Quantum federated learning (QFL) is an emerging field that has the potential to revolutionize computation by taking advantage of quantum physics concepts in a distributed machine learning (ML) environment. However, the majority of available quantum simulators are primarily built for general quantum circuit simulation and do not include integrated support for machine learning tasks such as training, evaluation, and iterative optimization. Furthermore, designing and assessing quantum learning algorithms is still a difficult and resource-intensive task. Real-time updates are essential for observing model convergence, debugging quantum circuits, and making conscious choices during training with the use of limited resources. Furthermore, most current simulators fail to support the integration of user-specific data for training purposes, undermining the main purpose of using a simulator. In this study, we introduce SimQFL, a customized simulator that simplifies and accelerates QFL experiments in quantum network applications. SimQFL supports real-time, epoch-wise output development and visualization, allowing researchers to monitor the process of learning across each training round. Furthermore, SimQFL offers an intuitive and visually appealing interface that facilitates ease of use and seamless execution. Users can customize key variables such as the number of epochs, learning rates, number of clients, and quantum hyperparameters such as qubits and quantum layers, making the simulator suitable for various QFL applications. The system gives immediate feedback following each epoch by showing intermediate outcomes and dynamically illustrating learning curves. SimQFL is a practical and interactive platform enabling academics and developers to prototype, analyze, and tune quantum neural networks with greater transparency and control in distributed quantum networks.

Paper Structure

This paper contains 16 sections, 8 equations, 4 figures, 4 tables, 1 algorithm.

Figures (4)

  • Figure 1: Overview of the QFL architecture with $N$ quantum clients and a classical server within the QFL framework.
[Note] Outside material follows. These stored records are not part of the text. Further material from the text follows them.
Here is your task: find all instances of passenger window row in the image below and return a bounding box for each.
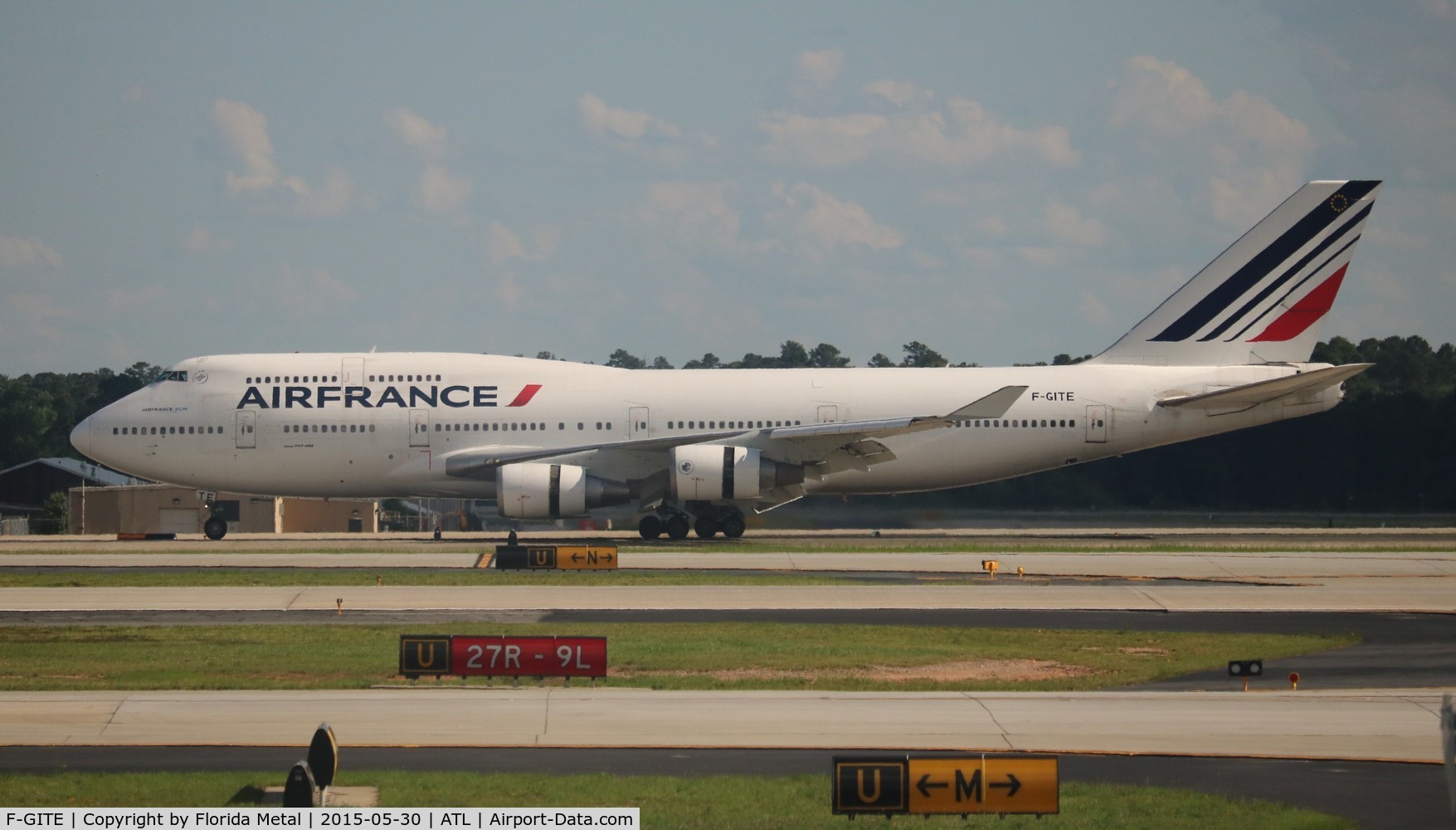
[110,427,223,436]
[436,421,611,432]
[245,374,339,384]
[955,418,1078,430]
[282,424,374,432]
[667,421,802,430]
Each client encodes conventional input into quantum states and is trained using local Quantum Machine Learning (QML) models. The server aggregates the parameters of the local models and updates the global model parameters for the next round.
  • Figure 2: This is a simulator visualization that shows the overall structure of our simulator and the overview of the SimQFL simulator's user interface. Key navigation pathways between the various system components are depicted in the screenshots: (a) default home screen; (b) simulation with standard datasets; (c) simulation with user datasets; (d) simulation with uploaded datasets; (e) hyper-parameter settings; (f) graphical outputs; and (g) saving results.
  • Figure 3: System diagram of quantum client's communication on the proposed QFL Simulator. Components include local data, an encoder, quantum-encoded data, a quantum model for every Quantum Client, and global aggregation on a classical server.
  • Figure 4: Performance comparison between FL with quantum model (QFL), and FL with classical model (classical FL) approaches. We use MNIST, Fashion-MNIST, and CIFAR-100 datasets for comparison.